Deric Cheung is a software engineer with 11 years of experience specializing in compilers and graphics tooling, currently developing the HLSL shader compiler at Microsoft within upstream LLVM and Clang. He holds both a BSc and an MSc in Computer Science from the University of Alberta (3.9/4.0 GPA) and has applied his academic work to practical projects such as MLIR proof-of-concepts and compiler fuzz-testing tools. His open-source contributions to the high-profile llvm-project include implementing HLSL intrinsics and improving scalarizer transformations, while his DevOps work on Adoptium streamlined GitHub Actions–driven test workflows. At Huawei he researched Vulkan and SPIR-V instrumentation for hardware-accelerated ray tracing performance, combining low-level compiler expertise with systems performance analysis. Colleagues describe him as a detail-oriented engineer who moves between research and production code, bringing rigorous testing and automation practices to complex compiler toolchains.

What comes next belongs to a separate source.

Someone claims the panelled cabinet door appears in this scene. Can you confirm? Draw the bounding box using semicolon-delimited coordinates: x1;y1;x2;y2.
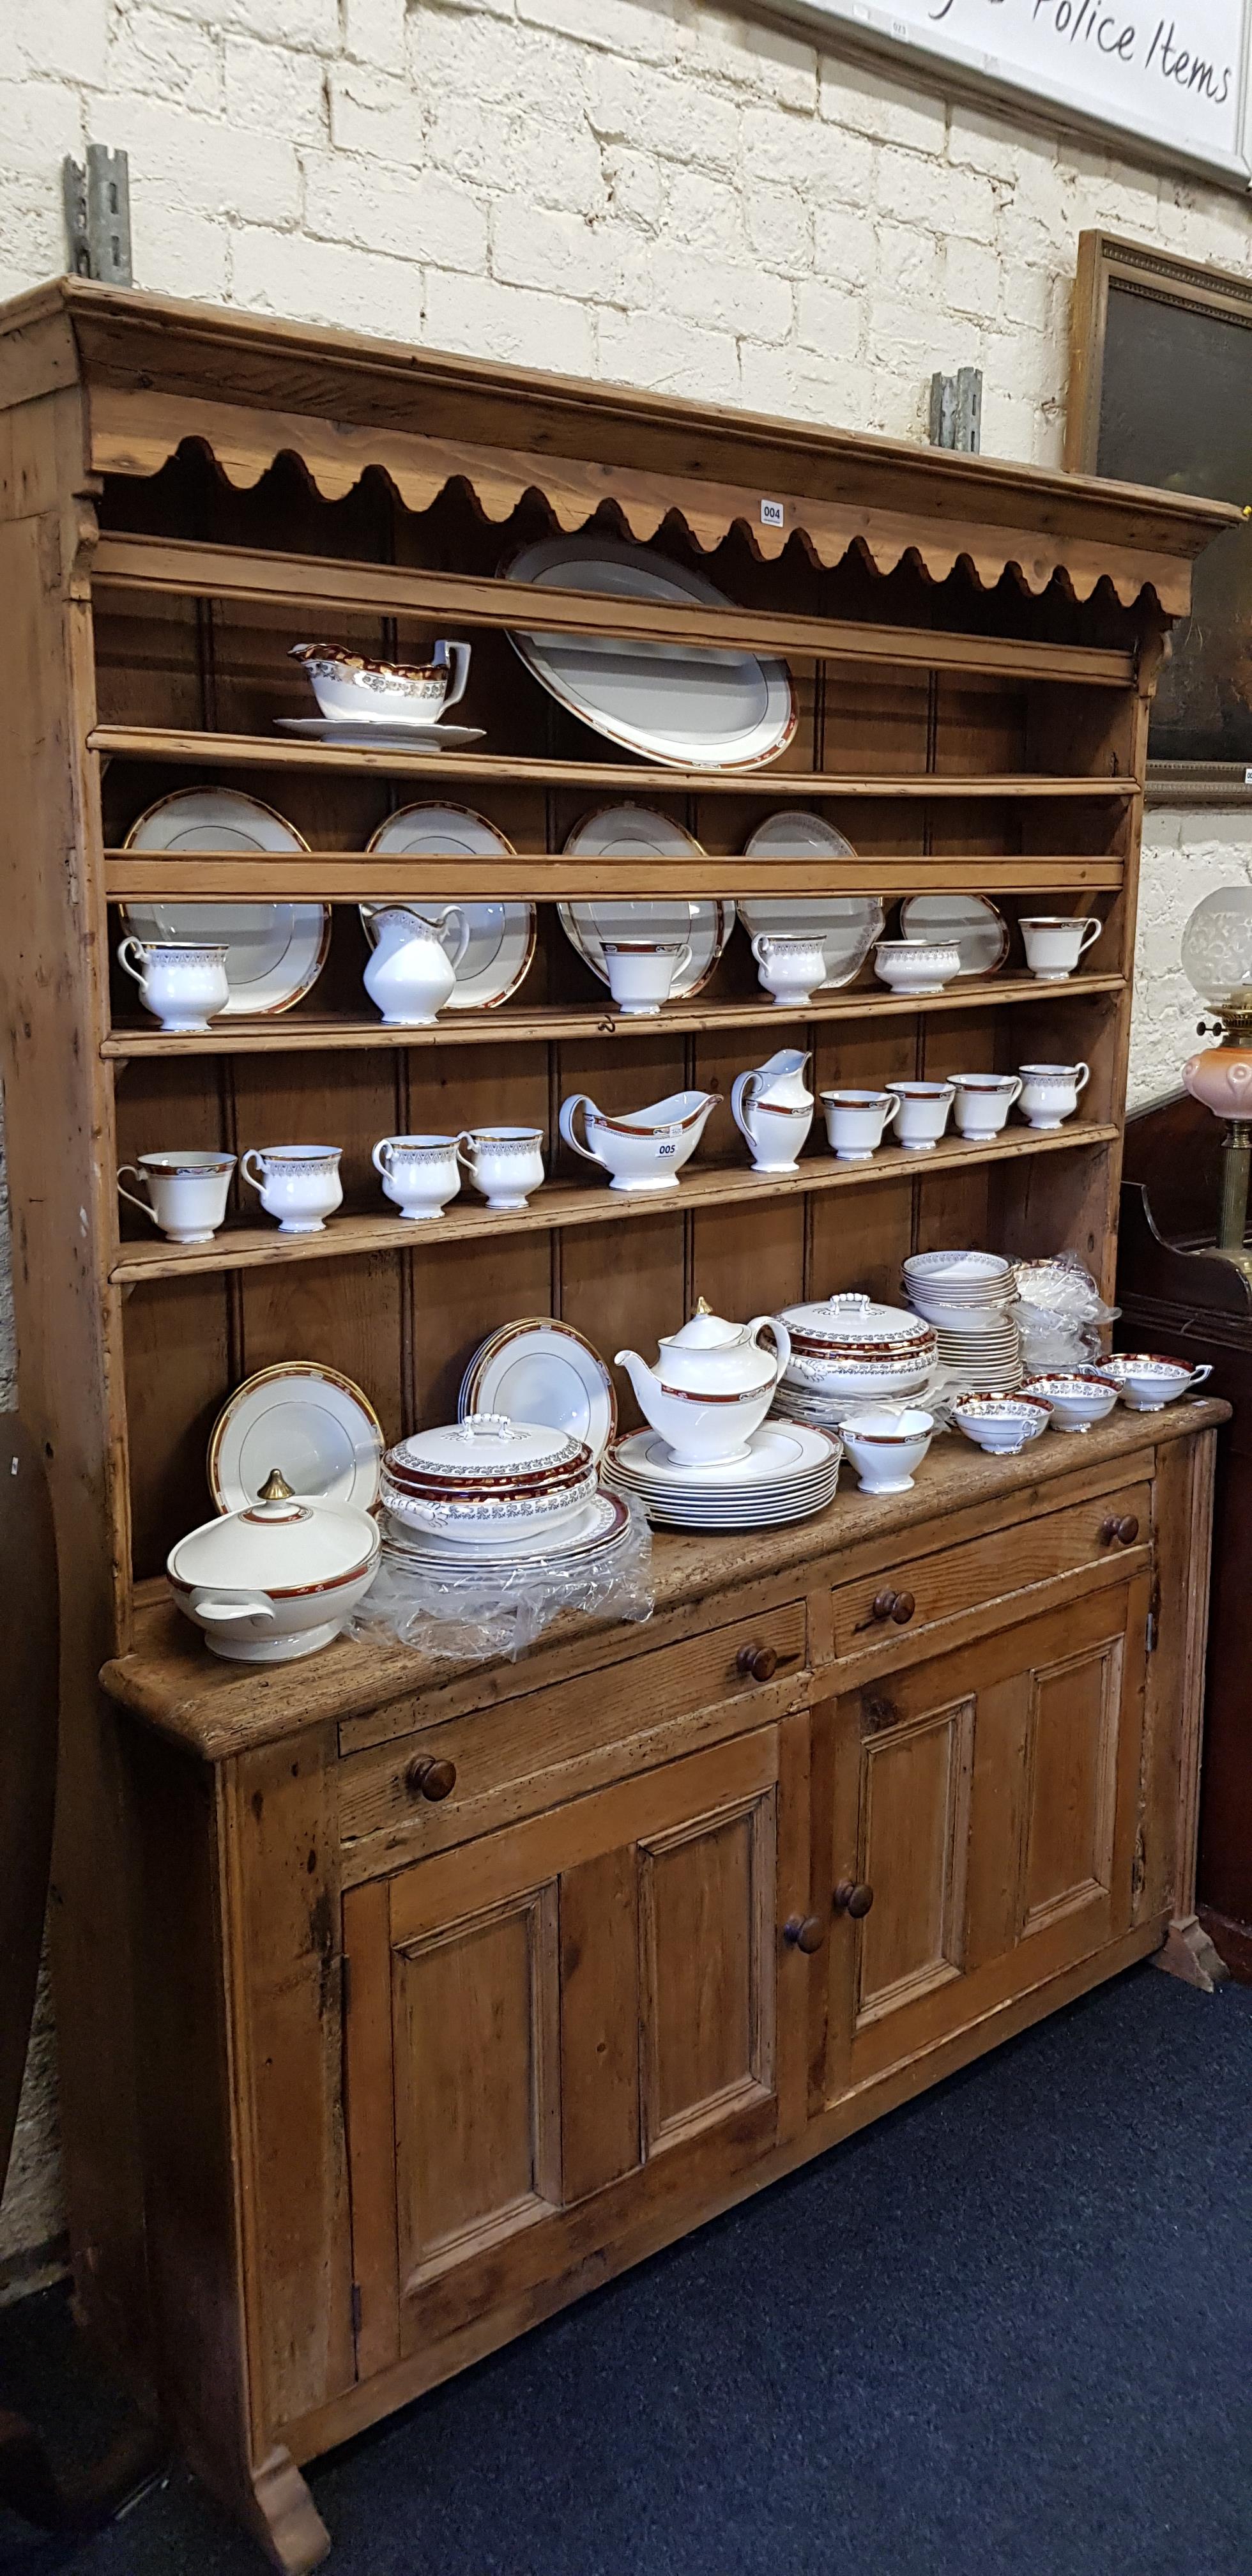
342;1721;811;2380
820;1578;1149;2103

11 years of coding experience
4 years of employment as a software developer
Master of Science - MS, Computer Science, 3.9/4.0 GPA, Master of Science - MS, Computer Science, 3.9/4.0 GPA at University of Alberta
The LLVM Project is a collection of modular and reusable compiler and toolchain technologies.
Role in this project:
Back-end Developer & Compiler Engineer
Contributions:89 reviews, 20 PRs, 4 pushes in 2 months
Contributions summary:Deric primarily contributed to the LLVM compiler project, focusing on HLSL (High-Level Shading Language) features and related code generation. They implemented HLSL intrinsics like `D3DCOLORtoUBYTE4`, `reflect`, and `and`, adding necessary tests and functionality. Additionally, the user worked on the Scalarizer transformation, enhancing its ability to optimize code and adding new tests for verifying its behavior.
Contributions:9 reviews, 11 commits, 11 PRs in 1 month
Contributions summary:Deric primarily focused on enhancing the build and testing infrastructure for the Adoptium project. Their contributions included creating a comment-triggered PR build workflow using GitHub Actions, which parses comments to determine test parameters. They also implemented improvements like whitespace trimming and customized SDK support, and fixed platform mappings. Overall, the user's work centers on streamlining and automating the testing process within the repository.